January 14th, 2009 by admin

Dopo essermi formato in acustica grazie ad uno dei più esperti docenti nel settore il Prof. Angelo Farina, che tuttora insegna presso l’università di Parma. Ho acquisito esperienza in tutti e quattro i settori dell’acustica: ambientale - edilizia - architettonica ed il rumore sul lavoro.

Lavorare a stretto contatto con l’ambiente universitario mi ha permesso di conoscere persone con la mia stessa passione l’acustica.
Persone che nel caso dell’Ing. Maggi Leonardo sono diventate subito miei collaboratori non appena lo studio ha trasferito la sua sede in Via Borgo di Gesso, 65 presso Rezzano di Carpaneto Piacenza (PC), con la possibilità di avere  a disposizione locali più adeguati.
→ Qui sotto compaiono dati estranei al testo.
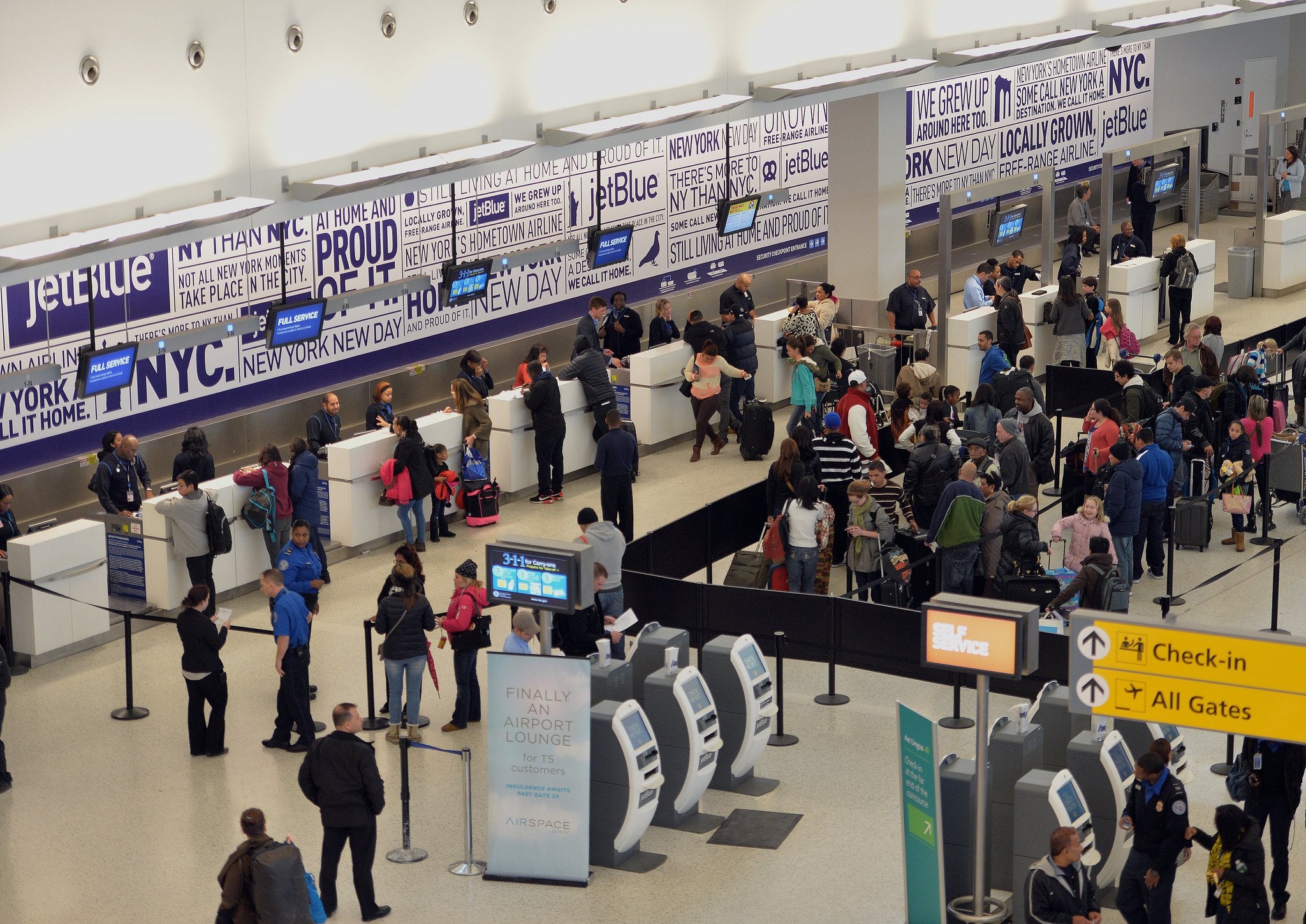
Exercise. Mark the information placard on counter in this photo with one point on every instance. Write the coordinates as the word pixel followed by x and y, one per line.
pixel 538 768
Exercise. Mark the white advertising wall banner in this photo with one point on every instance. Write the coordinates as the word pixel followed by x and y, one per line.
pixel 1057 115
pixel 666 187
pixel 538 766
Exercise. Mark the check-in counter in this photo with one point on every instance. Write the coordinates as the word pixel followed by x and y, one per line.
pixel 659 410
pixel 1205 289
pixel 1136 285
pixel 512 441
pixel 1284 253
pixel 774 375
pixel 1041 334
pixel 68 559
pixel 964 354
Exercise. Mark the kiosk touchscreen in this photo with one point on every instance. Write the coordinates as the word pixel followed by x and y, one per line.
pixel 1104 770
pixel 1140 735
pixel 685 719
pixel 738 678
pixel 1046 800
pixel 624 782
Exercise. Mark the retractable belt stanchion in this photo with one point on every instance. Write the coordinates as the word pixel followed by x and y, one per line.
pixel 780 739
pixel 831 697
pixel 408 853
pixel 131 710
pixel 372 722
pixel 957 719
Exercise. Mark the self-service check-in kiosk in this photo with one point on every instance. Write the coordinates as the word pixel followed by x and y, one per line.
pixel 609 679
pixel 1104 770
pixel 1052 710
pixel 746 701
pixel 1046 800
pixel 1015 748
pixel 1140 735
pixel 678 704
pixel 624 782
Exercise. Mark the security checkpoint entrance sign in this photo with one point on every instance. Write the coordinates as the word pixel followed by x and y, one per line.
pixel 1222 680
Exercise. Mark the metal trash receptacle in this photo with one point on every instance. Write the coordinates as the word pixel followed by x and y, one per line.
pixel 1242 268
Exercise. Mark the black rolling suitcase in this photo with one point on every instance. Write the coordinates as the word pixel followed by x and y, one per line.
pixel 749 568
pixel 759 431
pixel 1192 518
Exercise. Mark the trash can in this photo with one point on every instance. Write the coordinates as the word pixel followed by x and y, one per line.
pixel 1242 265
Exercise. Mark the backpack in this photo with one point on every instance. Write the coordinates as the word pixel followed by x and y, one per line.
pixel 1113 593
pixel 260 511
pixel 280 891
pixel 1129 342
pixel 1185 272
pixel 477 636
pixel 219 527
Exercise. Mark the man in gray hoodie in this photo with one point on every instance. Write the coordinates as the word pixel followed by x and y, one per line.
pixel 609 547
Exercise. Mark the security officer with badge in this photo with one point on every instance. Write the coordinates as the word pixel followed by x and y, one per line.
pixel 1157 810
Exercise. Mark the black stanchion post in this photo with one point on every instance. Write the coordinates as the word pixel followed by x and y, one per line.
pixel 1273 593
pixel 408 853
pixel 372 722
pixel 1055 490
pixel 1169 599
pixel 16 670
pixel 780 739
pixel 957 719
pixel 831 697
pixel 1227 768
pixel 131 710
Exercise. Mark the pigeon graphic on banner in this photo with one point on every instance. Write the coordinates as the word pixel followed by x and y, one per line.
pixel 650 258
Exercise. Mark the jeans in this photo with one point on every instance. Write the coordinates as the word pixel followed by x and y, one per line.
pixel 395 674
pixel 703 411
pixel 613 603
pixel 549 460
pixel 618 501
pixel 796 416
pixel 411 512
pixel 467 704
pixel 1138 904
pixel 1152 518
pixel 1279 812
pixel 1125 555
pixel 959 566
pixel 207 739
pixel 742 390
pixel 200 569
pixel 802 571
pixel 362 847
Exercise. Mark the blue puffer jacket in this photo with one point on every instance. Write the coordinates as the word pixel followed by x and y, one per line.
pixel 1124 497
pixel 742 346
pixel 1157 471
pixel 304 490
pixel 1169 436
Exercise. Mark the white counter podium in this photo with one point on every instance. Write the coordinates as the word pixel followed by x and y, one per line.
pixel 70 559
pixel 774 375
pixel 659 410
pixel 1284 253
pixel 1138 286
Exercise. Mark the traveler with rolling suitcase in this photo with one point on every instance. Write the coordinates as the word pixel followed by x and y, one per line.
pixel 1020 576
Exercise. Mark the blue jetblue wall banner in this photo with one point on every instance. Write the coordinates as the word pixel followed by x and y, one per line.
pixel 666 187
pixel 538 768
pixel 1059 115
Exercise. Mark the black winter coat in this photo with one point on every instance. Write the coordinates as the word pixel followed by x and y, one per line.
pixel 411 457
pixel 340 777
pixel 408 638
pixel 1020 546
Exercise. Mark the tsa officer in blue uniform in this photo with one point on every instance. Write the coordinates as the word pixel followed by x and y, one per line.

La curiosità che mi contraddistingue, mi ha imposto di affrontare un’importante tematica che si cominciava appena a cogliere ormai 3 anni fa e che ora è così tanto sentita: il risparmio energetico.

Essendo l’isolamento acustico e termico infatti strettamente correlati da leggi fisiche corrispondenti, il passo è stato breve. Questo accadeva in corrispondenza dell’uscita del Dlgs 192, quando ancora non esisteva nessun sistema di certificazione energetica.